Things have been relatively quiet on the Ebola front here in the U.S. this past week, with 11 days and counting (as of this writing) since the last confirmed case of the disease was announced. But the situation is hardly as rosy in Sierra Leone, where an Africa Governance Initiative (AGI) report says Ebola is now spreading at a 900 percent faster rate than two months ago.
The data was compiled by Sierra Leone’s health ministry and relayed to AGI analysts, who used it to come up with three-day averages for how quickly the disease is spreading. This same data showed that, in the city of Freetown, Ebola is spreading at a rate about six times higher than it was two months ago, suggesting that the crisis is far from over.

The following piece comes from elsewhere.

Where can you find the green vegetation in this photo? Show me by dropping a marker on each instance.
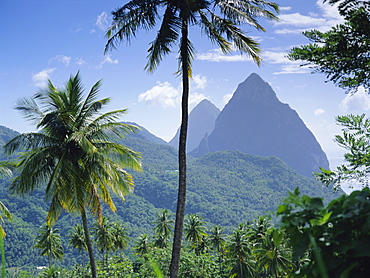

“The government of Sierra Leone is making real strides in tackling transmission by speeding up access to treatment and safe and dignified burial,” stated AGI chief executive Nick Thompson. “But we can’t rest until Ebola has nowhere to hide. And we can see from growth in new cases in some rural parts of Sierra Leone that we still have no time to lose if we’re going to get on top of this.”
Ebola Fears Being Stoked to Continue Military Invasion of West Africa
These statements by Thompson take on a whole new meaning when you consider that the U.S. government and others are sending troops to West Africa supposedly to help contain the virus, when in fact they know little or nothing about it. If anything, sending our military men and women to the region only puts them, and ultimately the rest of the country, at risk of contracting Ebola.
As explained by Global Research, the roughly 2,000 National Guard troops that Obama recently sent to Africa have not been properly trained in dealing with this type of health crisis. But they are there to set up dozens of supposed treatment centers, which some believe is more indicative of the true purpose of the crisis: to advance the U.S. military’s presence throughout the region.
“The total collapse of the public health systems throughout Africa follows decades of civil wars, fomented by US and EU military policies, in order to plunder Africa’s economies and rich natural resources — while marketing Western arms and mercenaries,” wrote Professor James Petras for Global Research.
“Militarizing the problems of Africa and creating millions of refugees has naturally led to plagues — Ebola today, [malaria yesterday] and other infectious diseases and miseries tomorrow.”
According to the World Health Organization (WHO), an estimated 5,000 people have died of Ebola so far in West Africa. The United Nations arm says there have been roughly 13,500 documented cases of the disease since the outbreak began, but the true number of victims could be much higher.
“And we can see from growth in new cases in some rural parts of Sierra Leone that we still have no time to lose if we’re going to get on top of this,” added Thompson, pushing the agenda of more intervention from foreign governments.